In conclusion, because patients with preoperative OPMs have a high risk of SMGC, careful preoperative examination is recommended to improve the patients’ prognosis.

MATERIALS AND METHODS

SMGC definition and screening

SMGC was assessed by pathologic examination using the resected stomach samples, and the results were compared with the preoperative esophagogastroduodenoscopy findings. Multiplicity of GC was determined by the criteria of Moertel et al. [24], as follows: (1) two or more GCs must be pathologically proven to be malignant, (2) all lesions must be separated macroscopically by an area of normal gastric wall, and (3) the possibility that one of the lesions represents local extension of a metastatic tumor must be ruled out beyond reasonable doubt. Synchronicity of MGC was defined according to the criteria of Warren and Gates [25]. When two primary cancers were detected within 1 year, they were considered synchronous. When two primary cancers were detected more than 1 year apart, they were considered metachronous. The pathological features of the MGC were defined by main lesion, which is more advanced lesion and to be larger lesion if the depth of invasion was same.
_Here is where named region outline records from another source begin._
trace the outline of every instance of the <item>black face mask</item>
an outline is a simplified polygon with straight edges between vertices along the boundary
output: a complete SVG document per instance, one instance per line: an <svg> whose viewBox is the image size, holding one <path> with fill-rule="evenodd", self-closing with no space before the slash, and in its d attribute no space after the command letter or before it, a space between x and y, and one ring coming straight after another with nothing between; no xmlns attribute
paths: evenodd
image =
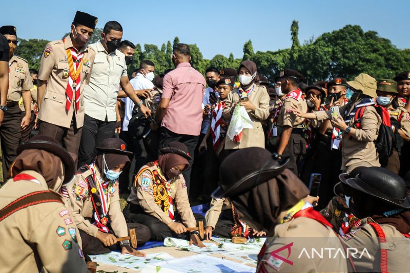
<svg viewBox="0 0 410 273"><path fill-rule="evenodd" d="M214 79L207 79L207 84L211 88L214 88L216 86L216 81Z"/></svg>
<svg viewBox="0 0 410 273"><path fill-rule="evenodd" d="M125 63L127 66L129 66L132 61L134 60L133 56L125 56Z"/></svg>
<svg viewBox="0 0 410 273"><path fill-rule="evenodd" d="M118 47L118 41L114 40L113 41L106 41L106 45L107 45L107 48L108 49L108 53L111 53L113 52L117 49Z"/></svg>

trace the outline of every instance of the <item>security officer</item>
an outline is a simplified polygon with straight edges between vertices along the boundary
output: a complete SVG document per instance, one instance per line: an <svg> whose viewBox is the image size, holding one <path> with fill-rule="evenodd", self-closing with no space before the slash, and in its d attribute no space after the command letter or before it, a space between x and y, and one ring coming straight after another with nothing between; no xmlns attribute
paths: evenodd
<svg viewBox="0 0 410 273"><path fill-rule="evenodd" d="M71 34L47 45L40 61L37 98L39 133L78 153L84 121L83 89L90 80L95 52L87 46L97 17L77 11Z"/></svg>
<svg viewBox="0 0 410 273"><path fill-rule="evenodd" d="M270 238L258 255L257 272L331 272L335 268L347 272L342 256L320 259L300 255L303 248L311 251L310 247L344 249L332 225L302 200L309 190L285 169L287 159L275 158L260 148L236 152L222 163L220 186L213 194L215 198L228 198L241 220L265 231ZM233 167L243 162L249 163Z"/></svg>
<svg viewBox="0 0 410 273"><path fill-rule="evenodd" d="M400 72L393 79L397 82L397 91L399 92L397 102L400 106L404 107L410 111L410 103L408 98L410 97L410 71ZM401 149L400 156L400 176L403 177L410 171L410 141L405 141Z"/></svg>
<svg viewBox="0 0 410 273"><path fill-rule="evenodd" d="M319 120L331 119L333 127L342 133L342 170L351 172L359 166L380 165L374 142L377 138L381 124L381 118L374 106L374 99L377 97L377 82L376 79L364 73L348 81L352 89L346 92L346 96L351 97L351 101L339 107L340 117L337 119L332 117L331 111L304 114L299 110L293 110L298 116ZM363 114L358 122L355 116L359 109L363 110Z"/></svg>
<svg viewBox="0 0 410 273"><path fill-rule="evenodd" d="M30 89L33 82L29 72L27 61L13 54L17 48L17 34L14 26L3 26L0 33L9 41L9 90L7 94L7 110L3 124L0 128L2 152L3 153L3 181L9 177L9 171L13 160L17 156L17 148L20 143L22 129L30 123ZM18 101L23 96L26 115L22 118Z"/></svg>
<svg viewBox="0 0 410 273"><path fill-rule="evenodd" d="M399 176L380 167L365 168L354 178L342 174L347 205L360 220L342 238L357 272L405 272L410 249L410 201L406 184ZM365 248L367 254L361 255ZM380 270L380 271L379 271Z"/></svg>
<svg viewBox="0 0 410 273"><path fill-rule="evenodd" d="M143 166L135 177L124 215L128 222L148 226L151 240L160 241L166 237L183 236L186 227L196 226L196 221L181 175L189 165L188 148L183 143L172 142L160 152L158 160ZM174 205L183 224L175 221ZM197 231L190 235L191 243L203 246Z"/></svg>
<svg viewBox="0 0 410 273"><path fill-rule="evenodd" d="M147 227L138 223L128 225L120 207L118 177L130 163L127 156L131 153L126 150L125 142L119 138L107 138L97 150L95 160L80 167L73 181L61 190L61 195L71 205L87 255L110 252L108 247L117 242L113 232L117 237L124 237L129 235L129 228L136 228L140 244L151 237ZM132 248L128 240L119 244L122 254L145 256Z"/></svg>
<svg viewBox="0 0 410 273"><path fill-rule="evenodd" d="M70 155L46 136L18 152L12 178L0 190L2 271L88 272L72 216L56 193L74 176Z"/></svg>
<svg viewBox="0 0 410 273"><path fill-rule="evenodd" d="M280 80L281 90L286 96L280 107L277 129L274 128L273 135L280 138L277 146L278 154L291 156L288 168L298 175L300 171L299 164L306 154L303 126L305 119L296 116L292 109L298 109L302 113L308 111L302 91L298 87L303 80L303 76L296 70L285 69L280 73Z"/></svg>
<svg viewBox="0 0 410 273"><path fill-rule="evenodd" d="M377 93L376 100L378 105L388 111L395 135L393 150L386 167L399 174L401 149L404 142L410 141L410 114L399 102L396 81L389 79L379 80L377 83Z"/></svg>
OPM definition and screening

Multiple primary cancers arising from other organs were also defined according to the criteria of Warren and Gates [25]. Metachronous multiple primary malignancies included antecedent malignancies before surgery for GC and subsequent malignancies after surgery for GC. In order to identify preoperative risk factors for MGC, we classified the OPMs into two groups: a preoperative group including antecedent and synchronous OPMs, and a postoperative group including subsequent OPMs.

The histopathologic findings of GC were obtained using the resected specimens. The clinicopathologic features of GC were described according to the TNM classification (7th edition).

Before surgery for GC, we performed total colonoscopy when patients were able to consume food. When colonoscopy could not be performed preoperatively, we performed it within 1 year after surgery. Furthermore, we performed whole-body computed tomography in order to detect OPMs. When malignancies were suspected in other organs, we added several examinations specific to the suspicious organs. After gastrectomy, the GC patients were followed in the outpatient clinic of each hospital not only to check for recurrence and metastasis of GC, but also to detect OPMs, by esophagogastroduodenoscopy, colonoscopy, and whole-body computed tomography. Furthermore, when the patients complained of symptoms other than those in the abdomen, we consulted clinical specialists.

Statistical analysis

Data are shown as the prevalence (%) or mean values. Continuous variables were compared using the Mann-Whitney test, and categorical variables were compared using the Chi-square test or Fisher’s exact test, depending on their distribution. Multivariate analysis of independent risk factors was carried out by multiple logistic regression tests, and prognostic factors were analyzed by Cox’s proportional hazard models. The survival rates after gastrectomy were calculated by the Kaplan-Meier method. The data were analyzed using IBM SPSS 22.0 (IBM Japan, Tokyo, Japan). For all analyses, P < 0.05 was considered significant. Missing data were accounted for using a list-wise deletion approach.